Are you a young person who’s more interested in being an employer than an employee? Are you innovative? Would you call yourself an entrepreneur? Last week I interviewed Irish ‘serial entrepreneur’ John Egan. He’s the Chief Executive Officer (CEO) of Sandbox AG, a global entrepreneur accelerator for those under 30.
The Global Entrepreneurship Monitor (GEM) say that young Europeans are ‘least likely to feel positive about starting up a business.’ (23 September 2013) The current European money crisis is one reason why people – young included – are afraid of taking financial risks.
If you have ever thought of opening up your own business or applying to the European Union (EU) for financial assistance, hear what Egan has to say for budding entrepreneurs.
As an Irish serial entrepreneur what would you say to a young Irish person thinking about starting out?
Be self-reflective; understand what you're good and bad at. Improve what you're good at and recruit people to do what you're bad at. Also, be aggressive: identify simply and specifically what you want to achieve and then aggressively pursue it. Persevere; it will be lonely and frustrating, but the only ones who succeed are those who sustain.
Just 17.3% of young Europeans believe they have the skills and knowledge to start a business, according to the Global Entrepreneurship Monitor (2013) (this compares to between 30%, 40% and 60% for the Middle East & North Africa, Latin America & the Caribbean and Sub-Saharan Africa regions, respectively.) Why do you think entrepreneurial attitudes in Europe are so much less compared to other continental counterparts?
I think this question has two parts:
The first is simply that Europeans are more conservative because the legislative framework and a history of aristocratic governance have established a culture of risk aversion and less single generation movement between social classes.

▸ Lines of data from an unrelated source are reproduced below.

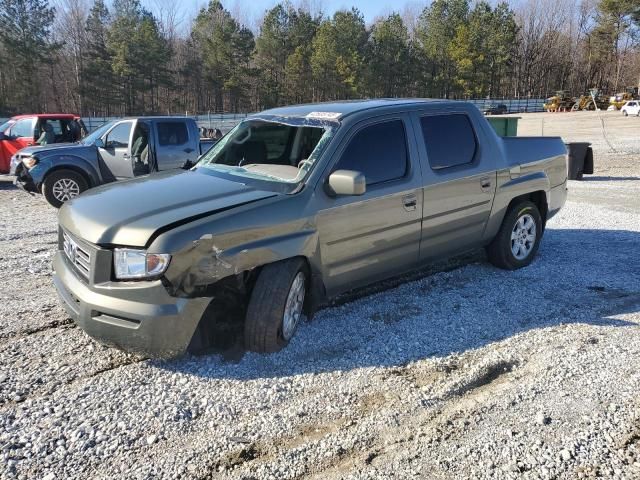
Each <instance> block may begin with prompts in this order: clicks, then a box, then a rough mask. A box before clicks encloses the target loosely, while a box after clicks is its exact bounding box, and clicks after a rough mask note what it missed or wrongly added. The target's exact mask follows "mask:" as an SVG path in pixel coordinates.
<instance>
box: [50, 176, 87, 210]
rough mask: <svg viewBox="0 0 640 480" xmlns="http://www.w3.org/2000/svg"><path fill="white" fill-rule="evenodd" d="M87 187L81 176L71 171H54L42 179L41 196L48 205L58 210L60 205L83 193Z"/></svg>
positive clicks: (82, 178)
mask: <svg viewBox="0 0 640 480" xmlns="http://www.w3.org/2000/svg"><path fill="white" fill-rule="evenodd" d="M87 188H89V186H88V185H87V181H86V180H85V179H84V177H83V176H82V175H80V174H79V173H77V172H74V171H73V170H56V171H55V172H52V173H50V174H49V175H47V177H46V178H45V179H44V182H43V184H42V194H43V195H44V198H46V199H47V202H49V204H50V205H52V206H54V207H55V208H60V207H61V206H62V204H63V203H64V202H66V201H68V200H71V199H72V198H74V197H77V196H78V195H80V194H81V193H82V192H84V191H85V190H86V189H87Z"/></svg>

The second is that 17.3% is significantly higher than the number actually capable of successfully starting a business. Very few first-time entrepreneurs succeed in their first venture, just like very few newly trained doctors are neurosurgeons.
When we consider youth entrepreneurship our success metrics shouldn't be based around how many succeed in their first venture but rather how many succeed in subsequent ventures. By acknowledging that most young companies will fail, and that this is a necessary part of the learning process we can encourage entrepreneurship without institutionalised aversion to risk.

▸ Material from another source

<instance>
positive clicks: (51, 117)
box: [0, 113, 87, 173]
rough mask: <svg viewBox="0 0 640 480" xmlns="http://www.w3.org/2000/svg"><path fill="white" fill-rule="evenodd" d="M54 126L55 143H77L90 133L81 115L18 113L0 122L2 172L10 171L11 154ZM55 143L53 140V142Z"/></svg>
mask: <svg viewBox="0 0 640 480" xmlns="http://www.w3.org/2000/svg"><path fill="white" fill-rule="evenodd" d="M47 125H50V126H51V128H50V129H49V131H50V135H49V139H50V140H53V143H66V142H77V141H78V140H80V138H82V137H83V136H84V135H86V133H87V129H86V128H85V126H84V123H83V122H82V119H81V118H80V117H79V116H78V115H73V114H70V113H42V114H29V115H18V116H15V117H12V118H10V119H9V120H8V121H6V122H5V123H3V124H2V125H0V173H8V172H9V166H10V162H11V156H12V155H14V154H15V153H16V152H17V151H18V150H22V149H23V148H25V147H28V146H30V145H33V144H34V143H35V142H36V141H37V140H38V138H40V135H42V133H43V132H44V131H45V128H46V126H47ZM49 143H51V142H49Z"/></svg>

Do you think young people are aware of what the EU is offering, e.g. funding, support and the European Commission’s Entrepreneur 2020 Action Plan?
Most people are entirely unaware of EU assistance. It seems inaccessible to them and sometimes intimidating. That said, the EU is not an appropriate funder for most small businesses and it is unlikely that a young entrepreneur would collaborate successfully with the EU unless they required very significant, multi- jurisdictional collaboration in sophisticated industry. The EU's role should be one of facilitation, not orchestration.
Do you think that the EU is doing enough to support young entrepreneurs?
The EU's role in entrepreneurship is primarily to provide the legislative framework necessary to capitalise on a larger domestic market and provide funds for academically based research and innovation projects.
Are they doing enough? Well we're never doing enough; we can always do more, but the EU has made European entrepreneurship a reality over the last 20 years regardless of age.
It's necessary to bear in mind though that entrepreneurship in the developed world is a natural tendency. The best way to encourage and support it is by reducing friction. I don't believe the EU should be concerned with individual entrepreneurs or individual demographics. Instead I'd like to see the EU focus on large-scale sophisticated technology projects in the Biotech, Nanotech, Spacetech and AI spaces. The EU's massive new Human Brain Project is a great start though.
You are quoted in the Irish Times saying:
“Dublin is an extremely active entrepreneurial centre, but the same can’t be said across the rest of the country. There are a huge number of start-ups in the capital and accelerator programmes, but when you take the whole country into account, I think there is less aspiration to be an entrepreneur.”
Do you still believe this? And why do you think this is?
Yes, I still believe that this is the case. We live in an environment where economic failure is publicly vilified and individuals are often relied on to support larger extended families. Entrepreneurship is a relatively solitary pursuit and is increasingly difficult with a larger number of dependents. It also requires urban environments to develop effectively and our only urban environment of significance is Dublin. Entrepreneurship in rural environments is difficult due to poor infrastructure, communications, access to networks, customers, etc.
Should young people consider entrepreneurship before emigration?
Well it depends on the context: If they are emigrating for a particular job that is a forward career progression then probably not; if they are emigrating due to the lack of opportunity then absolutely yes. You will learn far more starting a business than you will accepting a menial, prescriptive job in another country but you will probably not succeed. You will however significantly increase your chances of ultimately being successful.
John Egan biography
John Egan is the CEO of Sandbox AG, the foremost global community of leaders and innovators under 30. Sandbox accelerates the world’s most exceptional young leaders from the point of local impact to global influence. Sandbox’s ambition is that every person on the planet will be positively affected by the work of a Sandboxer.
John is an expert on the future of banking. He has a BComm in Finance from University College Dublin (UCD) and a MSc in Finance and Econometrics. John has worked in finance in the US and Europe and has previously started and sold businesses in the engineering sector. He is a contributor focused on banking to a number of books including ‘Next Generation Finance’ and ‘New Ideas, New Ireland’ and his e-book on the future of retail banks has been downloaded over 180,000 times.
He is the founder and benefactor of award-winning European social enterprise Archipelago and sits on University College Dublin’s Innovation Academy board of studies. Additionally, he is the Dublin curator of the World Economic Forum Young Global Shapers.